A fixture of the Carrollton neighborhood for years, this cafe at the corner of Oak and Dublin streets was long known as the Oak Street Cafe. Last year, new owners took over and renamed it Live Oak Cafe. After a winter hiatus for some extensive renovations, it reopened this month with an expanded dining room, a made-from-scratch menu for breakfast and lunch, and an eclectic roster of live music for the morning and early afternoon.
Fashioning itself as the quirky little sister of the ever-popular New Orleans jazz brunch, Live Oak Cafe provides emerging and under-the-radar musicians with a place to strut their stuff seven days a week.
“I try to provide something that you can’t get anywhere else,” said Jason van Ness, the music coordinator for Live Oak Cafe. “A lot of these musicians, their acts are just so interesting, but they just don’t fit in any other location. They’re so different. I try to give them a spot to where they can have their own creative outlet and do what they want to do.”
The diversity of stylings gives regulars an ever-changing soundtrack to accompany their sausage and eggs.
“No act repeats anytime in a month, and I don’t give anyone residencies or anything like that,” van Ness said. “You never really know what to expect when you come up here. I have barbershop quartets booked and steel drum players booked; today we just had an amazing vibraphonist who was in town. Things are always little bit different.”
In the coming weeks, a flamenco guitarist, a Jamaican soul band and an Indian sarod player all will ply the restaurant’s black-and-white tiled floors between the regularly scheduled hours of 10 a.m. and 1 p.m.
“I have a guy who is covered in tattoos with a handlebar moustache who dresses like a clown and gets a tattoo while singing Italian opera coming in,” van Ness said with a laugh. “He gets a tattoo live onstage while singing opera with the most beautiful string section behind him you’ve ever heard.”
While the cafe keeps tightlipped about any potential special acts during Jazz Fest, van Ness strongly hinted at the possibility of some surprise appearances.
“I would say, week to week, we have 90 percent local artists. If we have some folks coming through town who are really interesting, I’ll book them, but it’s mainly local people,” he said. “During Jazz Fest, it’s definitely a time of the day when other venues aren’t open to artists, so you’ll just have to stop by and see, maybe, who’s here.”
As the performance roster has grown more diverse, the menu at Live Oak Cafe also has grown and kept up with the times.
Locally sourced ingredients anchor the menu, and eco-friendly practices like recycling and composting are part of both the restaurant’s values and normal operating procedures.

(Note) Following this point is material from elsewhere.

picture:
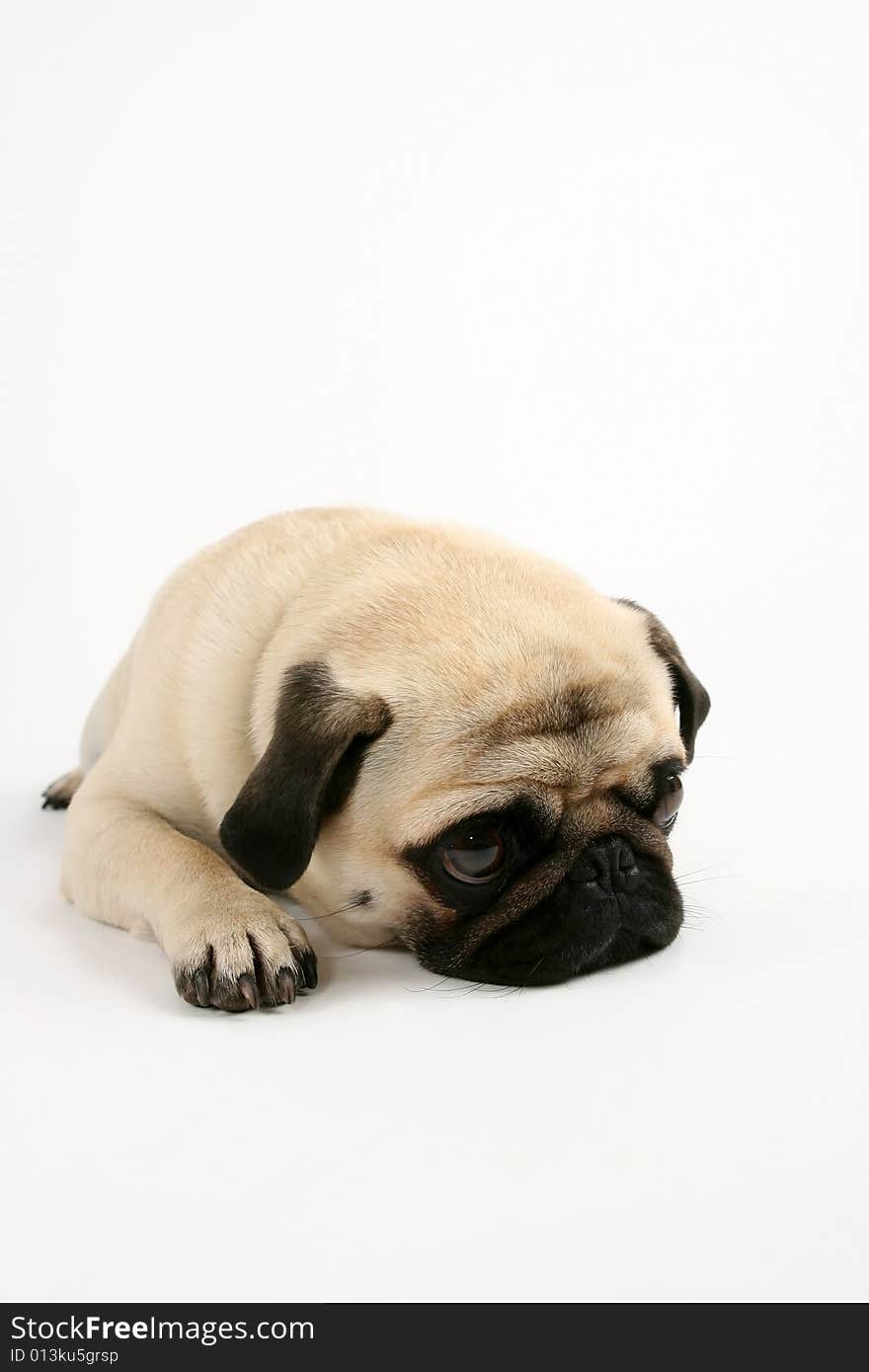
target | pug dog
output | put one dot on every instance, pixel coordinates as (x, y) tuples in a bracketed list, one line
[(421, 732)]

Early birds arriving before 9:30 a.m. are privy to generous breakfast deals, like egg and cheese biscuits or a pair of eggs over cheese grits for $3.50. Play the “sweet tooth wild card” option when ordering pancakes and the kitchen will exercise its daily whim of sugary bliss on top of a short stack, like the recent addition of peaches and cream. House-made sausage patties shine with a sweet-spicy kick.
Lunch presents familiar favorites with inventive twists, including a vegetable sandwich with feta-herb spread and a daily-changing “seasonal surprise.”
“We’re creating a uniquely New Orleans experience,” van Ness said. “There isn’t another restaurant that’s doing what we’re doing in terms of music and food in the morning. You have a few breakfast places, but no one uses all the fresh ingredients and artists. It’s a totally different vibe.”